POZ cover boy Andrew Sullivan has posted another HIV-related video in his “Ask Me Anything” series on his blog, The Daily Dish. These videos give him an opportunity to personally respond to reader inquiries.

Previous HIV-related videos asked him "When did you find out you had HIV?“; ”Other than HIV drugs, what do you credit with your longevity with the virus?“; and ”How has your HIV status influenced your politics?"

In his current video, he’s asked: “What did you think of Reagan’s response to the AIDS crisis and what’s your view of him in general?” Sullivan is critical, but supportive.

Watch the video:

Here are excerpts from Sullivan:

"He failed on AIDS in many ways in terms of leading, in terms of naming this, and rallying the country to do something about it. And that remains, I think, a blight on his record ... But there’s a sort of Kushnerite view that Reagan killed us all, which is just usual Kushnerite crap. I mean, this is a man who wanted to inject the Rosenbergs into the AIDS crisis through that ridiculous play of his Angels in America. They wanted to believe this was created by Reagan, that he was a Hitler and there was a Holocaust. No, he was the president and there was a plague, which nobody knew how to stop ... I don’t think he can be held responsible for the deaths of people under that virus ...

"I loved the man and I still have great fondness for him. I think he was a decent, civil, cheerful, optimistic and inspiring figure. And I don’t take any of that back whatsoever. He did traffic in some of the aspects of the right that I think have become more concentrated and poisonous  now, and he bears some responsibility for that. But he also basically restored this country’s faith in itself at a moment when it was truly in serious in self doubt ... Remember, too, he was a Democrat before he became a Republican. I think that helped him form his ability to reach more people than the current crew of clowns and idiots."

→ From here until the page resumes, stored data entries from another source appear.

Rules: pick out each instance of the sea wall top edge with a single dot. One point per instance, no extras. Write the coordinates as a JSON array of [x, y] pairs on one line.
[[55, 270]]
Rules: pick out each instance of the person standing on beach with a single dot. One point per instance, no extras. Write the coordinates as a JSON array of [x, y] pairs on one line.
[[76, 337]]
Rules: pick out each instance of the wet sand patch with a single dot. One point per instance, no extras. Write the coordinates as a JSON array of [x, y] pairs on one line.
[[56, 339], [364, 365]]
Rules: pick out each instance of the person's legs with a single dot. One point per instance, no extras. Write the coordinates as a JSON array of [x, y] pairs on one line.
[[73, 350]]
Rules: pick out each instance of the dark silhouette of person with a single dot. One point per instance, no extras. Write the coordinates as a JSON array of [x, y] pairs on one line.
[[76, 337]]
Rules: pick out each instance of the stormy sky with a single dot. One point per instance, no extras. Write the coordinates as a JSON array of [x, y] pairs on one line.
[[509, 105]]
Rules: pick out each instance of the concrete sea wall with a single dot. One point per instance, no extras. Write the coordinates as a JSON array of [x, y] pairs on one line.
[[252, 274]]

I am a big fan of Angels in America (I can’t stop watching whenever the HBO miniseries pops up on TV), so I can’t relate to Sullivan’s extreme distaste for it. However, I do understand his point that no one man can bear the blame alone for such a catastrophe as AIDS.

It’s this line that really bothers me: “I don’t think he can be held responsible for the deaths of people under that virus.” Reagan did not himself physically transmit HIV to people, but I find it hard to believe that his lack of leadership did not contribute to those deaths.